Start date
13/08-2024
Location
Fram Strait

The UiB Optics group participated with one instructor (Daniel Koestner) and one master student (Ole Høydal) in the Fram Strait 2024 cruise (13–28 August) led by the Norwegian Polar Institute. This cruise was part of a long term (~30 year) monitoring program along the Fram Strait and typically includes the deployment and retrieval of moorings, and sea ice stations. This is a dynamic and hydrographically interesting region where the eastern portion includes warm Atlantic water feeding into the Arctic Ocean and the western portion contains south-flowing cold polar water. 

The Optics group is involved in development and application of tools to study organic carbon production and export through analysis of particle concentration, composition, and size distribution. Besides the training and collection of data for master Student Ole Høydal, the work had three main objectives: (1) Measure optical properties,  (2) Measure particulate properties, and (3) To build and validate inverse-optical algorithms aimed at estimating biogeochemically relevant parameters from optical measurements.

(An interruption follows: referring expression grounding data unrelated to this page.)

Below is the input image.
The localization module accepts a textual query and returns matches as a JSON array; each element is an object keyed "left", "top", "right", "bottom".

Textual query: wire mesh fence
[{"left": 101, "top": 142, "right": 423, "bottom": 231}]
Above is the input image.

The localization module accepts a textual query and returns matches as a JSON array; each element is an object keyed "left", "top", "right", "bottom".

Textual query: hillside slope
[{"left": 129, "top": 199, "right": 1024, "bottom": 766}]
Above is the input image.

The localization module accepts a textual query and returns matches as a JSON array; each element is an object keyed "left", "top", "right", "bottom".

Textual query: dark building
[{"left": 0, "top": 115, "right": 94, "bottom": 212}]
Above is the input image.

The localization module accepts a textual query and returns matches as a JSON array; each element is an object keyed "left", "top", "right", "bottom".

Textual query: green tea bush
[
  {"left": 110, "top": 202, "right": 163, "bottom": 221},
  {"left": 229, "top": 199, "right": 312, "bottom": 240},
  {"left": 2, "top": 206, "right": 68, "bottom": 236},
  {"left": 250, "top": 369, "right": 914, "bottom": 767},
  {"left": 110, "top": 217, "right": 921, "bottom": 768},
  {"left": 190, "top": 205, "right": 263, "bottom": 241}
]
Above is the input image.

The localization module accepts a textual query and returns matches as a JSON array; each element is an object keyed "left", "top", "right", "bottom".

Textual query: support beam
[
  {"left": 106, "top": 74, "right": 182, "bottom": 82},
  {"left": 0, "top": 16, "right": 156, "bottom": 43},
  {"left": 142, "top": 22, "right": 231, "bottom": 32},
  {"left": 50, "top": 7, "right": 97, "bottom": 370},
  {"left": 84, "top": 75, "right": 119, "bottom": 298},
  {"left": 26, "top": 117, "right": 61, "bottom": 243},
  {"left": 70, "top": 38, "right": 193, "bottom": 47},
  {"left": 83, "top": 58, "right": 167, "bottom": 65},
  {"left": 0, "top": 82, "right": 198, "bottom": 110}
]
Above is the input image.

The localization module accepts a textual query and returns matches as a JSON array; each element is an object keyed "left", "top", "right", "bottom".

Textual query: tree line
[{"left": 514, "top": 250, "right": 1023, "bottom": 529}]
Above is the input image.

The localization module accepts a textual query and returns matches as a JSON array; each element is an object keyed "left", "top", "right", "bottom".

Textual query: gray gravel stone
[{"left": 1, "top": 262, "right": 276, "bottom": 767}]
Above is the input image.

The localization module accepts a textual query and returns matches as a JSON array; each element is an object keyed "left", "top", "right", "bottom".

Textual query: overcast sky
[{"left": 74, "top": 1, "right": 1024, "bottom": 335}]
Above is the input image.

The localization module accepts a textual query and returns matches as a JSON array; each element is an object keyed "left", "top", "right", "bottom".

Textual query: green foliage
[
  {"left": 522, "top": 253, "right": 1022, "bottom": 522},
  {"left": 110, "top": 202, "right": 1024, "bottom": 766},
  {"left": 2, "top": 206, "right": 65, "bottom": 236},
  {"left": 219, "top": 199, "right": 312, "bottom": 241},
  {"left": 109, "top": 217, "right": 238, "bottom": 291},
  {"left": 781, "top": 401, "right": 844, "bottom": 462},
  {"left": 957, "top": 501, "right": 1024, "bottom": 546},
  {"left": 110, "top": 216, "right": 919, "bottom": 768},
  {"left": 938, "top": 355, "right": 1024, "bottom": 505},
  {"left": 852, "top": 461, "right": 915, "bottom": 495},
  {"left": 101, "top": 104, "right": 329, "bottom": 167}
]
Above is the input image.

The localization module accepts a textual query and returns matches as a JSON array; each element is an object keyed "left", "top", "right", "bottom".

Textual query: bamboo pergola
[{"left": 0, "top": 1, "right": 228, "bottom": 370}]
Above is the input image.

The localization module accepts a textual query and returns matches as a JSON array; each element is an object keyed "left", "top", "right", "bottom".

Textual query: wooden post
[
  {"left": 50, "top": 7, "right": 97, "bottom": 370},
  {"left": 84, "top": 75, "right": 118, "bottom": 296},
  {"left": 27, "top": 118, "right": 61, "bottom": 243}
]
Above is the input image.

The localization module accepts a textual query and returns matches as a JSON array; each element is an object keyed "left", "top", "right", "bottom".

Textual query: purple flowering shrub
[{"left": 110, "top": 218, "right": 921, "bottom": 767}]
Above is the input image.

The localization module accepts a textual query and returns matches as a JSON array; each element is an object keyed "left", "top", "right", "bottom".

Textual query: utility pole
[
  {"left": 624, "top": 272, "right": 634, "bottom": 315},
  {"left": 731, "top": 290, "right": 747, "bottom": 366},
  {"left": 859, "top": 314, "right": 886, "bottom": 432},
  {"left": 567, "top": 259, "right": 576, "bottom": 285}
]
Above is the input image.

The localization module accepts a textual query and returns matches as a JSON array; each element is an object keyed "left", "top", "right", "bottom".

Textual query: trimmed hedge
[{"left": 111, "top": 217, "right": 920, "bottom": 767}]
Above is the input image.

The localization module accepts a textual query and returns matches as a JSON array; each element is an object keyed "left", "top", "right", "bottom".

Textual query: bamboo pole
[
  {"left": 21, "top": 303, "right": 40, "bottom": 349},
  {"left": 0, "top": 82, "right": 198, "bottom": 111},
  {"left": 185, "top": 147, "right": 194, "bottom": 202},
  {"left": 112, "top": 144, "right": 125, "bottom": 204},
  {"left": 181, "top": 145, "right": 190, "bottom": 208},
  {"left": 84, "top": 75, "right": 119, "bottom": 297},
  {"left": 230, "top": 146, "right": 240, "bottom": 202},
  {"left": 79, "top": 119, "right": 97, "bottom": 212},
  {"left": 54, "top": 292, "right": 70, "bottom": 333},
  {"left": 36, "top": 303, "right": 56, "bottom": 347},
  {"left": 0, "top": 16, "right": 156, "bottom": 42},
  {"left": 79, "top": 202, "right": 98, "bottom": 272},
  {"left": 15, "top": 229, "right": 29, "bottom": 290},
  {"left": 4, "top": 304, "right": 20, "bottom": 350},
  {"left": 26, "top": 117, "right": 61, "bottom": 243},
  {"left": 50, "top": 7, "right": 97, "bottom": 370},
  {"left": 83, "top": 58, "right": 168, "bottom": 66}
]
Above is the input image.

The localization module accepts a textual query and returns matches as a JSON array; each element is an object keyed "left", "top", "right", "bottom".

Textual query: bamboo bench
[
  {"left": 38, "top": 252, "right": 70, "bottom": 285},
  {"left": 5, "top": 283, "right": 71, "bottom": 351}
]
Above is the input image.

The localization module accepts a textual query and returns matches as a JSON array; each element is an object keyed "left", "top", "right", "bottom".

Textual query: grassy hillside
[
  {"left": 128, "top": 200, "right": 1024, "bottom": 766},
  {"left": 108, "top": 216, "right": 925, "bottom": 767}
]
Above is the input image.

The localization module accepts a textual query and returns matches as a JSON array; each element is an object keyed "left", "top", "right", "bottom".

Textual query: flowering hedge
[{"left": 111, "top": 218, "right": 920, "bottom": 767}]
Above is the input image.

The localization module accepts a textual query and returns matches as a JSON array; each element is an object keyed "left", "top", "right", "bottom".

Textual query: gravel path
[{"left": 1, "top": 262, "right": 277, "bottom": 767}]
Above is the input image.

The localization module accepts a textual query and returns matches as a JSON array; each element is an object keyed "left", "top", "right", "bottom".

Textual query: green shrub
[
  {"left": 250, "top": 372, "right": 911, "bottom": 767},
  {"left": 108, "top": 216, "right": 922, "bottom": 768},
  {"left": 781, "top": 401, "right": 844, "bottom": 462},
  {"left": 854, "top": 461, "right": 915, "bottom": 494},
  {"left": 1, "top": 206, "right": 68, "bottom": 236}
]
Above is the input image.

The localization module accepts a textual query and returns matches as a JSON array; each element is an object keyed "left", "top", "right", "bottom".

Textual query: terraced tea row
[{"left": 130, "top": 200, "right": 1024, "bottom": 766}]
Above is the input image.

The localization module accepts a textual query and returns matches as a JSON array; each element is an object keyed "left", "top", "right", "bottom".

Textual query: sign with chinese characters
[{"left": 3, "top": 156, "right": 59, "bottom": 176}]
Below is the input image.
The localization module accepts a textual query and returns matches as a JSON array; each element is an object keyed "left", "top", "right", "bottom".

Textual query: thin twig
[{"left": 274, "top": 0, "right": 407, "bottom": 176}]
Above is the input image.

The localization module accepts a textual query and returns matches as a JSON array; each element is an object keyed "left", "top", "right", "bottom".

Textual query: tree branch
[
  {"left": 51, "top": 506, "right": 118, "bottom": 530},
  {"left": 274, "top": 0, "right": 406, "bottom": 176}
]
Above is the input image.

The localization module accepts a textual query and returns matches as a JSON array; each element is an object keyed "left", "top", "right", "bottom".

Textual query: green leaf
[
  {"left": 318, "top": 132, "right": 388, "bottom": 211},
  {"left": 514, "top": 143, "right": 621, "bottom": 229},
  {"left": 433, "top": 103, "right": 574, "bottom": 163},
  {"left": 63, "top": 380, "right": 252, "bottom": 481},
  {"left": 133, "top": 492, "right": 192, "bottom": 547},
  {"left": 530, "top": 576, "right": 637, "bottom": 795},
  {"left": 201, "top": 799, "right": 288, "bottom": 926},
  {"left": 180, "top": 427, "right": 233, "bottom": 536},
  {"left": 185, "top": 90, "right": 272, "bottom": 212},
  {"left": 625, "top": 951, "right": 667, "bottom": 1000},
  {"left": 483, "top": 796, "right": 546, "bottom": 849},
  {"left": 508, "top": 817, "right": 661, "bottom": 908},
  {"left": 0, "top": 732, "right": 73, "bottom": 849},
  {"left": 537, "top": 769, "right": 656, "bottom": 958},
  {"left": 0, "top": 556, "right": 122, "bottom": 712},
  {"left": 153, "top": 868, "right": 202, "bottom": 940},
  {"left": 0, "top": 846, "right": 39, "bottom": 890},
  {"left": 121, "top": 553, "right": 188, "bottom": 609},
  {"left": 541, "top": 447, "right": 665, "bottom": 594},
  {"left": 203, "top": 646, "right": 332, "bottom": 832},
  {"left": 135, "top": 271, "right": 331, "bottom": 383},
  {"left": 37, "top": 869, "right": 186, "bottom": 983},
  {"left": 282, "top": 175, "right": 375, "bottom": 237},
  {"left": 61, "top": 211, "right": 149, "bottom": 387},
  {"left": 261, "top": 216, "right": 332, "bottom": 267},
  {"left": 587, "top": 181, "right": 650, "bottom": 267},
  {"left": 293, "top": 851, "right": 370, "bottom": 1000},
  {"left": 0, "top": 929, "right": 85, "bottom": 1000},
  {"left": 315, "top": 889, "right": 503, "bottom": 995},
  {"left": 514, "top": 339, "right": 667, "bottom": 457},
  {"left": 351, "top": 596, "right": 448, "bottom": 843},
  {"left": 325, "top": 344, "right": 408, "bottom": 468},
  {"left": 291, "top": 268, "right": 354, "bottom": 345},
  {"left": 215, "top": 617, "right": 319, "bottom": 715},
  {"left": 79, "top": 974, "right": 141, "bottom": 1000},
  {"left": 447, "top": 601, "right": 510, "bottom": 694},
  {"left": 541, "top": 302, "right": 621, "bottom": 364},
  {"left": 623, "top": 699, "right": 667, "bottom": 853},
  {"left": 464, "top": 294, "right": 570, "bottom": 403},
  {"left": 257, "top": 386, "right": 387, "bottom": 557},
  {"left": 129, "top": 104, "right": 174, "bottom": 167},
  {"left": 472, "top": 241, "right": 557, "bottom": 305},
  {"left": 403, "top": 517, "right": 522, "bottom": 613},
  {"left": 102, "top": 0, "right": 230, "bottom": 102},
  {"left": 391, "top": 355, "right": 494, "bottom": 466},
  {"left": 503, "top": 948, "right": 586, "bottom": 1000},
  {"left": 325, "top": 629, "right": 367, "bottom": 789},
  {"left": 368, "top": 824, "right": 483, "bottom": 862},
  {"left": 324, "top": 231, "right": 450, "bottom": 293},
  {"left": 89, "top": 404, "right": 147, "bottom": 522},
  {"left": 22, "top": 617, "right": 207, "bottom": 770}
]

In preparation for the cruise, Ole designed, troubleshooted, improved, and built an instrument cage to contain and safely deploy necessary optical instruments up to 500 m depth. The optical package consisted of an RBR Concerto CTD.PAR.Tridente (temperature, salinity, depth, photosythentically available radiation, backscattering at 700 nm and ~120º, and chlorophyll-a and DOM fluoresence) and a LISST-200X (near-forward scattering with 36 detectors ~0.04–12º and narrow beam transmission at 660 nm). Sensors were placed appropriately in cage so that down and upcasts would be free from obstruction.